Telling the Kids About the Shooting in Newtown

Parents everywhere wonder what to say after the tragedy at Sandy Hook.

I spent the weekend wondering if, when, or how to tell my two oldest children, ages six and 10, about what happened in Newtown, Conn., on Friday. At one point, when an ESPN anchorman started to talk about the shooting at Sandy Hook, I ordered my 10-year-old son to turn off the TV.

“Why?” he asked.

“Just because,” I snapped.

It wasn’t exactly my most inspiring parenting moment, but I hadn’t yet figured out what—if anything—to say to my kids.

At a birthday party for a classmate of my six-year-old daughter, I couldn’t look at our happy, running, dancing kids, some 20 of them, without thinking of those children and their families. Not an hour has gone by that I haven’t thought: Those could have been our children.

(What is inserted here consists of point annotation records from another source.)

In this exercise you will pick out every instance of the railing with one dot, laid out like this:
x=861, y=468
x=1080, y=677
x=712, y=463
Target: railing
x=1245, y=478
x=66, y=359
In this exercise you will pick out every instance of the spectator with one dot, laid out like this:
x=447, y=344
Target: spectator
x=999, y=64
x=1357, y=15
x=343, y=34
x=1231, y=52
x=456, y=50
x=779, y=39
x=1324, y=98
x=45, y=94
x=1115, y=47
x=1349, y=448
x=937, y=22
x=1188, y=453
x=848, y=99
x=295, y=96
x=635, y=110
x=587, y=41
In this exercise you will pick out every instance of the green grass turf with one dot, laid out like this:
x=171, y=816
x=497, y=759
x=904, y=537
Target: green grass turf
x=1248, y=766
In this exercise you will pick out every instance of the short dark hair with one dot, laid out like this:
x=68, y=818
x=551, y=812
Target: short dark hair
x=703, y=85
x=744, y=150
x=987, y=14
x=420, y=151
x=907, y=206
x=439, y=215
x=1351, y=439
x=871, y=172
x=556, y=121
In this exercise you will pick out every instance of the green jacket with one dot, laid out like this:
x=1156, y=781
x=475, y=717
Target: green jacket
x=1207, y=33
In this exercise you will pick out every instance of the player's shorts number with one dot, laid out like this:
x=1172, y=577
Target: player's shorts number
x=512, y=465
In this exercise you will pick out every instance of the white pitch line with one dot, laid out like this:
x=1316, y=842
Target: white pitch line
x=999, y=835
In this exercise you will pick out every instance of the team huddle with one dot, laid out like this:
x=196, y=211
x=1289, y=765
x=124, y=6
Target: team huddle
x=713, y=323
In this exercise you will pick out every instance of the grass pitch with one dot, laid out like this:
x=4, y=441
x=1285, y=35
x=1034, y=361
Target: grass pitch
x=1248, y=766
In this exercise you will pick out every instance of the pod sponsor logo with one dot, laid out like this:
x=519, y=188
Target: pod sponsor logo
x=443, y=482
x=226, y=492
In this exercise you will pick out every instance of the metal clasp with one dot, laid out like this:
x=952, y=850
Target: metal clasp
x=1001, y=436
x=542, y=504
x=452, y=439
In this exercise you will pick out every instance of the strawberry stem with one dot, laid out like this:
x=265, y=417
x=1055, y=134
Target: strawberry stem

I asked some of the other parents at the party if they’d told their kids about Newtown, but none had. One mother said her daughter gets nightmares easily, and she knew this would be too much for her to bear. Another said her daughter saw an image on a TV screen at a restaurant and asked what it was about. When the parents started to explain, her daughter held up her hands and said, “Don’t tell me.” Every parent I talked with was hoping to keep the news from their children, but some wondered if they should go ahead and say something before they heard about it some other way.

I agreed my first grader was too young to understand it. Maybe, I thought, if I don’t make a big deal of it and if none of the other kids in her class tell her, the whole awful thing will float over her head and just disappear. She’ll never have to know.

But I worried that my son, in fourth grade, might tell her. Surely kids in his class would be talking. And so last night, when he returned from a friend’s house, I said, “I need to tell you about something sad that happened last Friday.”

“I know,” he said. “It’s about Newtown.”

I was stunned. How did he know? He said that he’d seen a pop-up news item on the computer when he was playing Club Penguin—it said that there was going to be a vigil for the 20 children in Newtown who’d died. He didn’t have many facts, so he looked at me as if he’d been holding the question inside for days, and blurted: “Why did 20 kids have to die?”

I said what I’d practiced in my head: Someone went on a rampage and hurt a lot of people with a gun. I said that sometimes these terrible things happen but that they are extremely rare. It is incredibly sad, I told him, but we are safe and don’t have to be afraid that this will happen to us because we’re more likely to be struck by lightning.

“We are so lucky we don’t live there,” he said, not realizing that today, in America, “there” could be anywhere. It could be here too. I let him keep that thought because I knew it helped him feel safe. But then he paused and said, tearing up, “I feel so sad for those kids.”

I told him I did too, and then I asked him not to say anything to Jessica, his six-year-old sister, because it could scare her. He nodded and said, “And definitely not Annie.” Annie is two-and-a-half.

A few minutes later, President Obama appeared onscreen behind us at the vigil in Newtown, and my son listened to the first few moments, then headed downstairs to bed.

Obama spoke of our nation’s collective fear and failure, asking, “Are we really prepared to say that we’re powerless in the face of such carnage, that politics are too hard?” I thought of my son’s question: Why did so many kids have to die? And then I listened as the President began slowly, gracefully, and yet firmly, to lead us out of this moment. He gave us the glimmer of hope where there could be only darkness.

But first, we have to grieve. And so he read the names.

Each one sounded just like the kids I see every day when I take my children to school. Because I can’t help myself, I keep imagining this terror happening to them. I know that “there” is really here, that “they” are really us.

Last night when I tucked my six-year-old daughter into bed, I did what those grieving parents can no longer do. I lingered longer than usual, stroking her hair, feeling her breath on my face. I know it’s possible that she will hear this awful story today at school, that a little piece of her world will shatter, as it has for all of us. And so I held her, safe and warm and innocent, as she fell asleep in my arms.